Age Factors ; Aged ; Female ; Humans ; Retrospective Studies ; Risk Factors ; United States ; Urinary Bladder, Overactive/physiopathology* ; Urinary Retention/physiopathology* ; Urodynamics
Keywords
aged ; overactive bladder ; urinary retention ; women
Abstract
OBJECTIVES: To identify factors associated with incomplete bladder emptying in older women with overactive bladder (OAB) symptoms.
DESIGN: Retrospective medical records review.
SETTING: Urodynamic laboratory at a large academic health care system in the southeast United States.
PARTICIPANTS: Medical records from women aged 65 and older who presented to clinic with OAB symptoms and who had completed outpatient urodynamic testing (N = 203).
MEASUREMENTS: Three cutoff values of postvoid residual (PVR) volume (100, 150, 200 mL) were created a priori to classify incomplete bladder emptying. Age; vaginal parity; diabetes mellitus (DM); and a history of cerebrovascular accident, back surgery or injury, pelvic surgery, anti-urinary incontinence surgery, and pelvic organ prolapse were included in univariate and multivariate logistic regression models to determine factors associated with incomplete bladder emptying.
RESULTS: When PVR volume of 200 mL or greater was used to define incomplete bladder emptying, history of back surgery or injury (odds ratio (OR) = 4.30, 95% confidence interval (CI) = 1.16-15.91) and pelvic surgery (OR = 4.42, 95% CI = 1.51-12.95) were significantly associated with incomplete bladder emptying in multivariate analysis. No factors were significantly associated with PVR volumes of 100 mL or greater or 150 mL or greater.

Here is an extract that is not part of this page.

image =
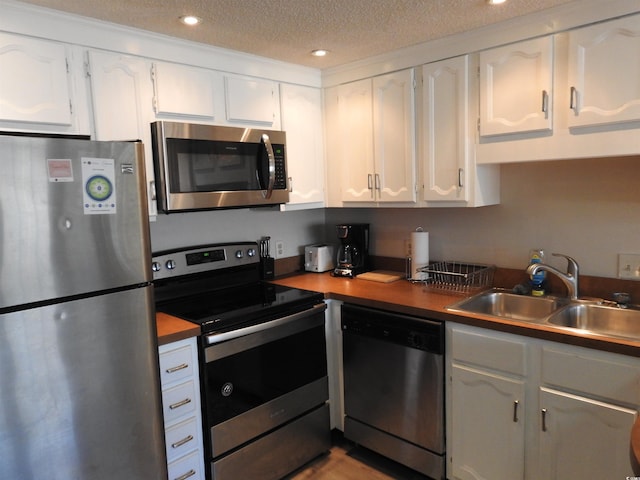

CONCLUSION: PVR volumes should be assessed in older women with OAB symptoms and a history of back surgery or injury or pelvic surgery, especially before the administration of antimuscarinic medications. Caution in interpreting these findings is needed because PVR volumes obtained from pressure-flow studies may differ from those obtained from natural voiding. Lack of data on medications that can contribute to incomplete bladder emptying and the small number of women with cerebrovascular accident, back surgery or injury, and DM may have influenced the results.